During his WCEU 2022 lightning talk, “Delivering Personalized Experiences using WordPress”, Filter Digital CTO Paul Halfpenny said, “Despite the investment in Gutenberg and FSE, WordPress lacks the ability to provide personalization to admins in the interface. For example, what if they want to set a block to display different content based on user behavior?”
WP-DXP was designed to provide a “quick and easy way for editors to display block content to different users based on who they are and their past behavior,” Halfpenny explained. By extending Gutenberg to deliver deep personalization options into WordPress, their aim is to enable WordPress to continue to compete against enterprise content management systems.
Beyond dedicated block plugins, many other WordPress plugins will also add their own blocks. For example, if you use the HubSpot WordPress plugin, you’ll get a dedicated HubSpot Form block to easily include forms in your content.
9. Use block patterns and reusable blocks to save time.
Block patterns and reusable blocks are premade collections of blocks. You can think of them kind of like “block templates”.
“Reusable blocks have identical content, which is used in multiple places on a site. For example, if you have an intro paragraph at the beginning of every blog post and you want to manage it all in one place, you could use a reusable block. Then when you edit that, all instances will be updates as well,” Mullins explained during his WCEU lightning talk.
Block patterns, on the other hand “can include multiple blocks and styles to achieve a certain look or pattern. They’re built into the inserter so can be easily browsed, added, and edited,” he said.
You can use both block patterns and reusable blocks to save time when creating/reusing designs and also access designs from professional designers.
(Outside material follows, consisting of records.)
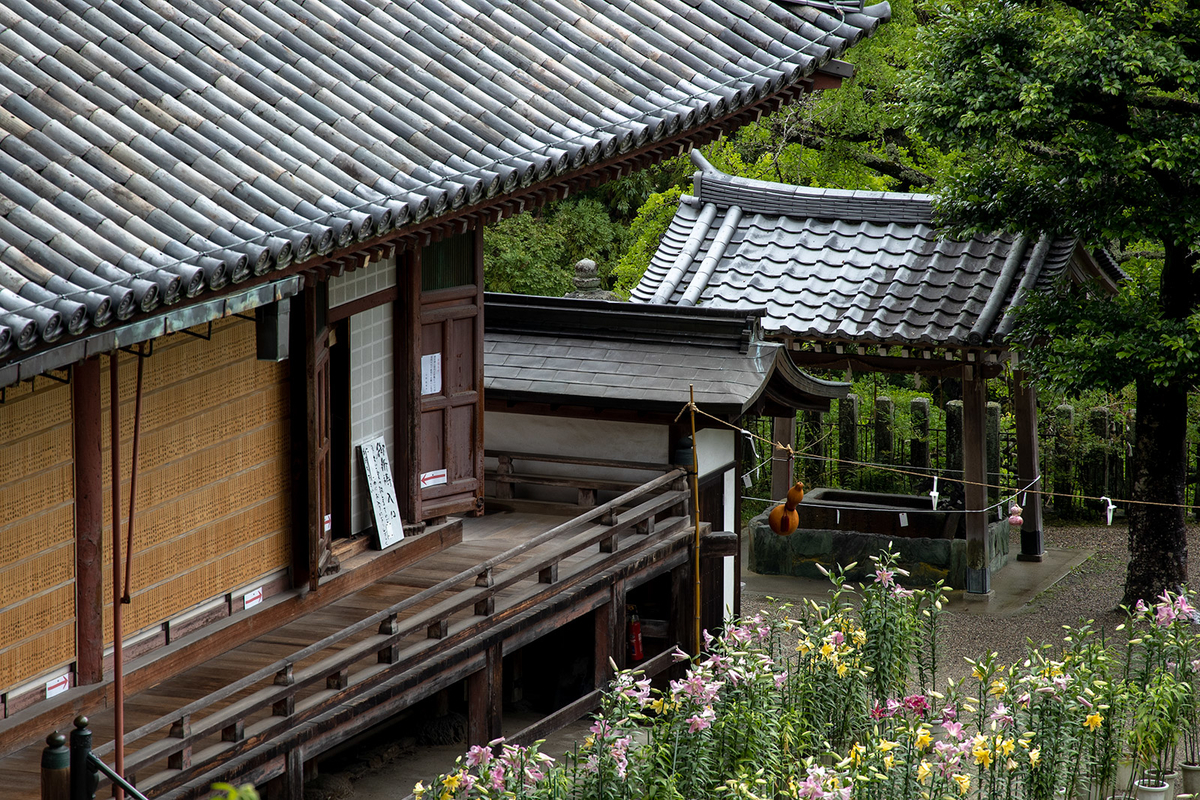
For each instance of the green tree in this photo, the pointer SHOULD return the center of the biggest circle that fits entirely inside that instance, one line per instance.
(853, 137)
(535, 253)
(1081, 116)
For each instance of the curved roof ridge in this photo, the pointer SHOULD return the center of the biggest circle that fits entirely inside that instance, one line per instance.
(784, 199)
For a more detailed look, check out our full guide to WordPress block patterns. While that post is focused on block patterns, it also touches on reusable blocks and how they differ from block patterns.
Get Started With the Gutenberg Editor Today
Since its launch in WordPress 5.0, the Gutenberg editor has quickly grown to become an integral part of using WordPress. What’s more, its role will only grow going forward as WordPress continues to build on Gutenberg with features like full site editing.
Once you get the hang of Gutenberg, you’ll be able to use it to take more control over your site’s design and content – all without needing any special technical knowledge. Give it a try today and you’ll be a Gutenberg expert in no time.